How Can We Go Green?
As the keynote speaker of the inaugural BVI Go Green Festival, Angela Burnett Penn outlined simple practices that the BVI can adopt in order to become more environmentally proactive. Her recommendations included steps that individuals can take as well as measures that the BVI government should instil.
“Climate change is a direct result of humans’ unchecked use of fossil fuels for energy,” Ms. Penn said. “While the Virgin Islands and the Caribbean as a whole contribute very little to the problem, we are on the front line of the impact and must be a part of the global effort to curb the problem.”

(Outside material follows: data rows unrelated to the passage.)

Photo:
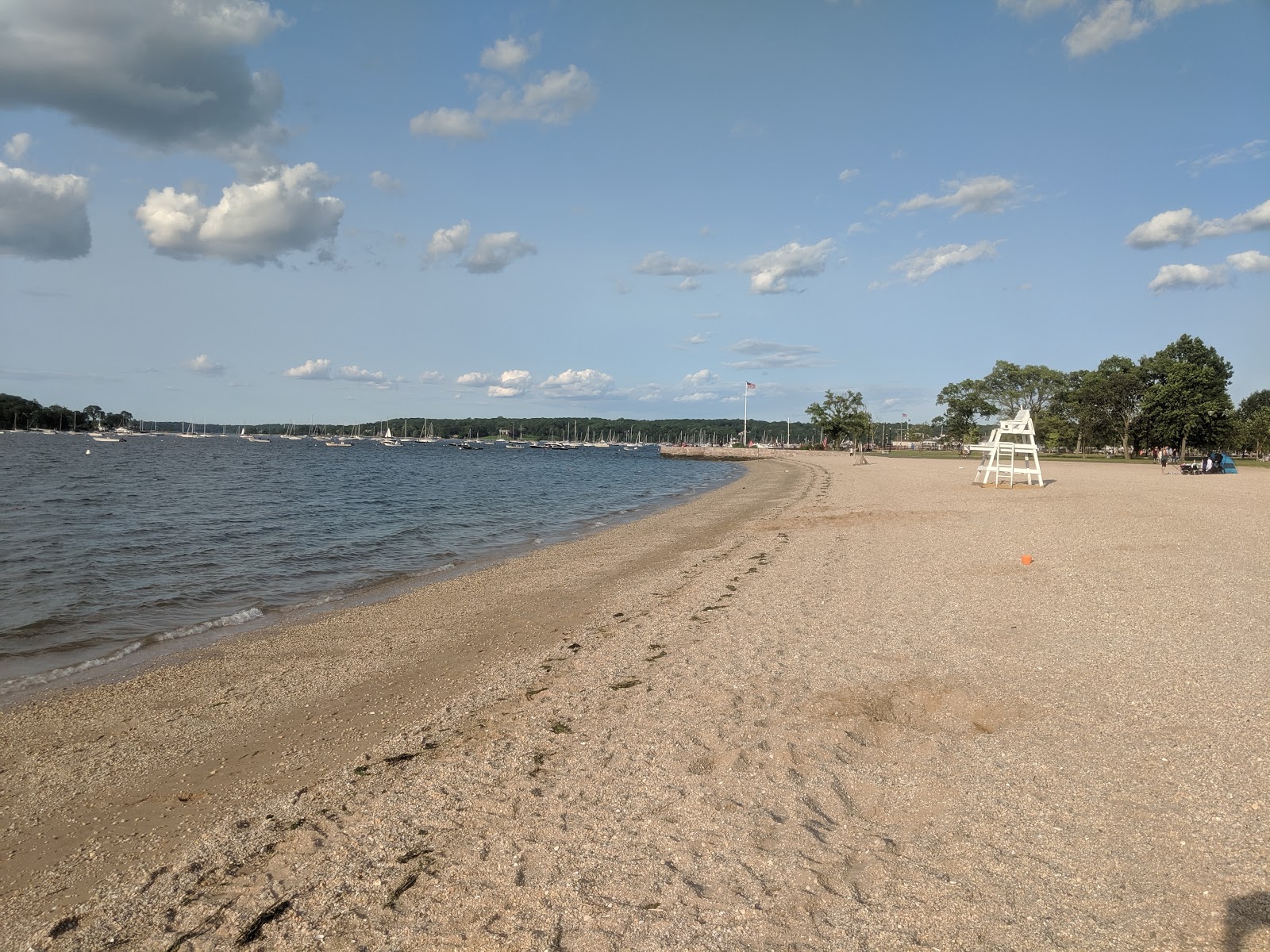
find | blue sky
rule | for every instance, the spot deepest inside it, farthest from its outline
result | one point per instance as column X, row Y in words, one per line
column 241, row 211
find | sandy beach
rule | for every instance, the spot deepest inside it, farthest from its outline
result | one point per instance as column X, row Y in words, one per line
column 826, row 706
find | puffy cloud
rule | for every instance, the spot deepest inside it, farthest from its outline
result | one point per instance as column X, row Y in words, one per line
column 1249, row 262
column 357, row 374
column 578, row 385
column 1184, row 228
column 507, row 55
column 990, row 194
column 1165, row 228
column 448, row 124
column 1098, row 32
column 251, row 225
column 1029, row 10
column 922, row 264
column 495, row 251
column 770, row 271
column 205, row 365
column 44, row 217
column 158, row 71
column 1172, row 277
column 761, row 355
column 511, row 384
column 310, row 370
column 552, row 99
column 448, row 241
column 1248, row 152
column 662, row 264
column 17, row 146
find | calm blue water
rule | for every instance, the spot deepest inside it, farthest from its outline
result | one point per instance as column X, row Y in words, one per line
column 114, row 555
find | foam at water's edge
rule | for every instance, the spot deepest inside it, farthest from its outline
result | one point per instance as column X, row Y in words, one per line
column 32, row 681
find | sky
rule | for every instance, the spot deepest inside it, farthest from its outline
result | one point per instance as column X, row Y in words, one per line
column 243, row 211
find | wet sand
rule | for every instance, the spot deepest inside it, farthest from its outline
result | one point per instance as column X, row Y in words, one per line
column 822, row 708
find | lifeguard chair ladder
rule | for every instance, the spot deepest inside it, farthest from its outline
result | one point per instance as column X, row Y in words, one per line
column 1010, row 452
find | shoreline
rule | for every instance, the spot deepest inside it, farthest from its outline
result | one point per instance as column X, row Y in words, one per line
column 131, row 658
column 827, row 706
column 243, row 676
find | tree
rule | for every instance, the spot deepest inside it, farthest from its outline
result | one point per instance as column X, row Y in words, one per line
column 1113, row 395
column 841, row 416
column 1187, row 399
column 1003, row 393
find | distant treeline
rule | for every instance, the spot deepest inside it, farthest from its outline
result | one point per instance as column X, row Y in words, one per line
column 23, row 414
column 596, row 428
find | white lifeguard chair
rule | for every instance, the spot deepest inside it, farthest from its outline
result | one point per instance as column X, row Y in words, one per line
column 1010, row 454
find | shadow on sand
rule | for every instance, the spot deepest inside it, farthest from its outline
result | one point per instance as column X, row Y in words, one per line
column 1244, row 917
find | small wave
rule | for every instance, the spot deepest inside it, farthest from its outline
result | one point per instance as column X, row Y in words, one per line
column 32, row 681
column 225, row 621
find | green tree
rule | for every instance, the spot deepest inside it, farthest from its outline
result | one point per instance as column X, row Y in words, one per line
column 1113, row 397
column 1187, row 399
column 841, row 416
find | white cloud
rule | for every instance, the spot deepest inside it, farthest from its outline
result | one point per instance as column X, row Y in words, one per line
column 251, row 225
column 922, row 264
column 662, row 264
column 507, row 55
column 452, row 240
column 1172, row 277
column 310, row 370
column 578, row 385
column 17, row 146
column 44, row 217
column 988, row 194
column 761, row 355
column 1029, row 10
column 164, row 73
column 357, row 374
column 448, row 124
column 511, row 384
column 1249, row 262
column 493, row 253
column 1098, row 32
column 1165, row 228
column 770, row 271
column 1248, row 152
column 205, row 365
column 1184, row 228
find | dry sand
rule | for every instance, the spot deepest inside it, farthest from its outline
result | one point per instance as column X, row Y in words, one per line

The three areas that Ms. Penn focused on were energy, water and waste. As an example of energy conservation, Ms. Penn cited Barbados’ use of solar water heaters—a program that has led to $400 million savings—a savings that affects individuals as well as government. The Barbados government has supported the solar water heater program by removing import tariffs on materials required to manufacture solar water heaters and then implementing a 30% tax on electric water heaters. The program has created new jobs in the manufacture, installation and servicing of the solar heaters.
For water conservation, Ms. Penn put forth a plan that could save almost 43,000 gallons of water per year for a typical family of four. She suggested the use of ultra-low-flush toilets (saving 15,500 gallons/year), replacing old shower heads with low-flow shower heads (saving 10,000 gallons/year), using aerators on all household faucets (saving 6400 gallons/year), and purchasing a front-loading washing machine instead of a top loader (saving 11,000 gallons/year). Ms. Penn pointed out that the total amount saved equalled the size of a standard cistern in the BVI.
“Everything that passes through our ports, eventually, whether after one week or ten years, ends up at the incinerator,” Ms. Penn said when she shifted her focus to the problem of waste in the BVI. Ms. Penn called upon business owners to commence using environmentally friendly containers for take away instead of polystyrene packaging. Then she brought up the ubiquitous plastic bag. “We can all confess to having more plastic bags stashed under the kitchen sink than we can possibly use,” she said. Also under the sink is what Ms. Penn called a “toxic soup” of cleaning products—chemicals that eventually end up in the sea. Another waste issue that she mentioned was the lack of holding tanks in the BVI for sailing vessels. “We have developed ourselves as the sailing capital of the world,” she said, “yet fail to put in place basic measures to handle waste generated at sea.”
Ms. Penn’s suggestions to individuals, businesses and government were not outlandish; rather, they proposed easy ways that each of us can take accountability for our island habitat which provides us with the water we drink and the air we breathe. Ultimately, she said, “It is a selfish thing to want to protect nature.”